At Vinted, our long-term strategy is to build an international marketplace where users can trade between countries.
Initially, we had separate legal entities, core service instances and databases to serve our users in the countries we operate in.
We called them portals. For example, www.vinted.lt and www.kleiderkreisel.de were distinct portals.
To achieve our goal of building an international marketplace, we needed to merge them into a single entity.
This led us to solve several challenges here at Vinted engineering:
- How to create a seamless flow to help our users migrate
- How to migrate the data between our portals
Migrating data between our portals was an interesting engineering challenge.
In this post, I will share some details on how we did it and what we have learned.
Data migration solution
Abstract diagram

Figure 1
At its core, the data migration was a three-step process:
- Extract and serialise data from the source portal
- Push data to an intermediary database. We chose MySQL for this purpose. This was the job of the
Serializer
classes - Fetch data from the intermediary database, transform it and insert it into the target database. This was the job of the
Creator
classes.
The Portal Merge Database is needed because:
- The migration happens asynchronously.
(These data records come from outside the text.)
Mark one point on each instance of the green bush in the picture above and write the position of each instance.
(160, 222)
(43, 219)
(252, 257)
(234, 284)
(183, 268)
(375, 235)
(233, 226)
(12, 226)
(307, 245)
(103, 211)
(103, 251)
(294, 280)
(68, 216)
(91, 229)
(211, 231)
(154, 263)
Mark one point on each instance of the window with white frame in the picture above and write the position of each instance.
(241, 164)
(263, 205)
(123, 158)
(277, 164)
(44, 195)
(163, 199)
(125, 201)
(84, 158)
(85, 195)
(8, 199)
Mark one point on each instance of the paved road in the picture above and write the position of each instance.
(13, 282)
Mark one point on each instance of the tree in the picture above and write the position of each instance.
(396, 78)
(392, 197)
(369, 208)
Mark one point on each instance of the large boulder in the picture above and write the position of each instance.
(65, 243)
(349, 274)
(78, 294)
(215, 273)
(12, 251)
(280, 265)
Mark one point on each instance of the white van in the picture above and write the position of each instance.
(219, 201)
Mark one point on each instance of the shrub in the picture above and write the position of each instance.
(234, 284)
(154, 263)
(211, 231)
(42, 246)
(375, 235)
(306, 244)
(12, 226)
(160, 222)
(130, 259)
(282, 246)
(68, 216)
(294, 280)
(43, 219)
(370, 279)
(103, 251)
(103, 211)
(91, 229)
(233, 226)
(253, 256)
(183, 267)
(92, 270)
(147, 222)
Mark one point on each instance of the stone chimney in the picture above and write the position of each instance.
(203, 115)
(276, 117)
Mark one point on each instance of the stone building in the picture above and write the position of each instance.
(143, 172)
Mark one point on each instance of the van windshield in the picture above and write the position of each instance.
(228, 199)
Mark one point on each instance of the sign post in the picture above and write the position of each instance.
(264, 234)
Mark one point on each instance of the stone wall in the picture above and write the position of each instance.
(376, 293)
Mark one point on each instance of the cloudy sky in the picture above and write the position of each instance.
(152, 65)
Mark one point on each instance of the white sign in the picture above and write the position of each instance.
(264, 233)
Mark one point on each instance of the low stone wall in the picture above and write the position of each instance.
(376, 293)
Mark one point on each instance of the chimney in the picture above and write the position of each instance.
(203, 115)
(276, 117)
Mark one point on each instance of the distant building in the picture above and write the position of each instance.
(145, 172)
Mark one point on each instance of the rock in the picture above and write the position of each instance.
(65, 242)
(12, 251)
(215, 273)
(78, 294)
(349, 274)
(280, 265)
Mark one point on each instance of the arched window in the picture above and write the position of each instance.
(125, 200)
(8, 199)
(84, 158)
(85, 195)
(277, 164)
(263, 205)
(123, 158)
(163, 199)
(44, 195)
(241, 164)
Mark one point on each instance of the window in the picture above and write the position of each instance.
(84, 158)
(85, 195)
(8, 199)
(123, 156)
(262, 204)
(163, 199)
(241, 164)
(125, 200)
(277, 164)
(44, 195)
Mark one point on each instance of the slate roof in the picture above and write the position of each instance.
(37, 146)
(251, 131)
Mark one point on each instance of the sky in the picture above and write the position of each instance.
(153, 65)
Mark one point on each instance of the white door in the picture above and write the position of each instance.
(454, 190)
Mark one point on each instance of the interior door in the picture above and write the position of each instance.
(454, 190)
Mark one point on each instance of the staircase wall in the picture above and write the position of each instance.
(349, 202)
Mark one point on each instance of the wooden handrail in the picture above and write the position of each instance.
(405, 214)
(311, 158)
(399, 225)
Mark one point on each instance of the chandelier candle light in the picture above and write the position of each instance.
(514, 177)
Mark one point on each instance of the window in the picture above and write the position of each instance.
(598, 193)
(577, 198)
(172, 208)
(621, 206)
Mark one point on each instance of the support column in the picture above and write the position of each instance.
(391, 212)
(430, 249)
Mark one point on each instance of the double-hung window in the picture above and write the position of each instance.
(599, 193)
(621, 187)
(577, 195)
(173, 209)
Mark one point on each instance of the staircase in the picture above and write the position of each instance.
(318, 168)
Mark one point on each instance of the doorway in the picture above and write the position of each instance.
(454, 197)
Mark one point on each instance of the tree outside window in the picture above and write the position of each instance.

Our background jobs fetch and insert data into it.
- It supports migration job retries. We track migration progress for every model being transferred.
- It’s a place to store ID mapping between source and target portals when migrating related data such as user followers, liked items and more.
- It stores other data related to the migration. This solves various edge cases, such as tracking sold migrated items, invalid migration records, etc.
Why solve these at the application layer?
Because our portals are operated as separate legal entities, we had to ask our users’ permission to migrate their data.
This is due to data privacy laws in the EU. Our users agreed to migrate all or certain parts of their data in a form like this:

Figure 2
Migration states
nil
. Default value. Meaningful in target portal until data serialisation has been completed.Pending
. Migration object ready to be picked up by data serialisation job in the source portal and data migration job in the target portal.In progress
. Respective job in progress.Completed
. All user models are successfully transferred to the target portal database.Failed
. After exhausting the retry limit, a migration is marked as failed.
Moving users between these states allowed us to track how well our system behaved.
Our system was also built to be re-entrant. That means we could run the migration as many times as needed.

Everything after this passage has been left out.